In Russia's Revolution: Essays 1989-2006, Leon Aron traces seventeen years of Russian political, economic, social, and cultural development from glasnost and perestroika to the Putin restoration.

Gary J. Schmitt and Thomas Donnelly coedited Of Men and Materiel: The Crisis in Military Resources, which examines deficiencies in each military branch and proposes ways to develop the military the United States needs. 

In Federal Preemption: States' Rights, National Interests, editors Richard A. Epstein and Michael S. Greve compile essays on federalism's constitutional basis and its practical applications today.  

Claude Barfield and John E. Calfee authored Biotechnology and the Patent System: Balancing Innovation and Property Rights, a timely discussion of biotechnology patent reform.

In Strategic Options for Bush Administration Climate Policy, Lee Lane explores options that policymakers might consider--such as increased development of clean-energy technologies and the adoption of a carbon tax--as well as the costs and benefits of current policies. 

Coauthored by Richard Vedder and Wendell Cox, The Wal-Mart Revolution: How Big-Box Stores Benefit Consumers, Workers, and the Economy was published late in 2006. The Financial Times said "the strength of the book lies in its summaries of economic evidence."

The Challenges of China's Growth, by Dwight H. Perkins, asks whether China can make the institutional changes and reforms that will be required to reach significantly higher levels of productivity and income and whether continuing growth will unleash unpredictable social or political forces. 

Mr. Epstein contributed a new volume to AEI's work on antitrust policy. In Antitrust Consent Decrees in Theory and Practice: Why Less Is More, he argues that the aggressive use of consent decrees in antitrust cases unduly impedes firms' ability to compete.
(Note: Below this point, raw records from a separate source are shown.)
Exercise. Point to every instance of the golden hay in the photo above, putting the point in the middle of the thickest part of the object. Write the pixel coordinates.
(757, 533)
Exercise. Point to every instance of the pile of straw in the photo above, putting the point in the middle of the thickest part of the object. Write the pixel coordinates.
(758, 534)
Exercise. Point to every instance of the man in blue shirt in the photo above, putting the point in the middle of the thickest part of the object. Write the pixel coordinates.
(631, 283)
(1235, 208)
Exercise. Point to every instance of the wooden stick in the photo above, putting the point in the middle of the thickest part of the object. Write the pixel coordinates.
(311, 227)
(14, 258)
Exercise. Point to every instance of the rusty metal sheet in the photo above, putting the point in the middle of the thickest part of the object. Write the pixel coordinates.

Europe and Islam, Bernard Lewis's 2007 Irving Kristol Lecture, provides historical context for the clash of religious ideologies between Islam and Christianity. Mr. Lewis discusses two eras of European-Islamic collision and explores the challenges Europe faces at the beginning of a third era.  

In Global Population Aging and Its Economic Consequences, demographer Ronald D. Lee explains how the risks of older, more slowly growing populations can be contained with foresight and prudent public policy. 

Nicholas Eberstadt and Hans Groth, M.D., authored Europe's Coming Demographic Challenge: Unlocking the Value of Health, in which they argue that healthy aging is a silver lining in Europe's cloudy demographic future.

Footing the Tuition Bill: The New Student Loan Sector, edited by Frederick M. Hess, examines the rise of private lending and considers how revamping the industry can ensure that all Americans have access to college. Also in 2007, the AEI Press published No Remedy Left Behind: Lessons from a Half-Decade of NCLB, edited by Mr. Hess and Chester E. Finn Jr. 

The twelfth edition of the Index of Leading Environmental Indicators, by Steven F. Hayward and Amy L. Kaleita (copublished by AEI and the Pacific Research Institute), highlights positive developments in environmental research.

Peter J. Wallison and Robert E. Litan argue in Competitive Equity: A Better Way to Organize Mutual Funds that current policies regulating mutual funds hurt investors by discouraging price competition, keeping costs higher than they would otherwise be.

The first book in AEI's Studies on Medicare Reform series appeared in 2007. In The Diagnosis and Treatment of Medicare, Andrew J. Rettenmaier and Thomas R. Saving argue that only fundamental reform of Medicare will stave off the financial burden for future generations. 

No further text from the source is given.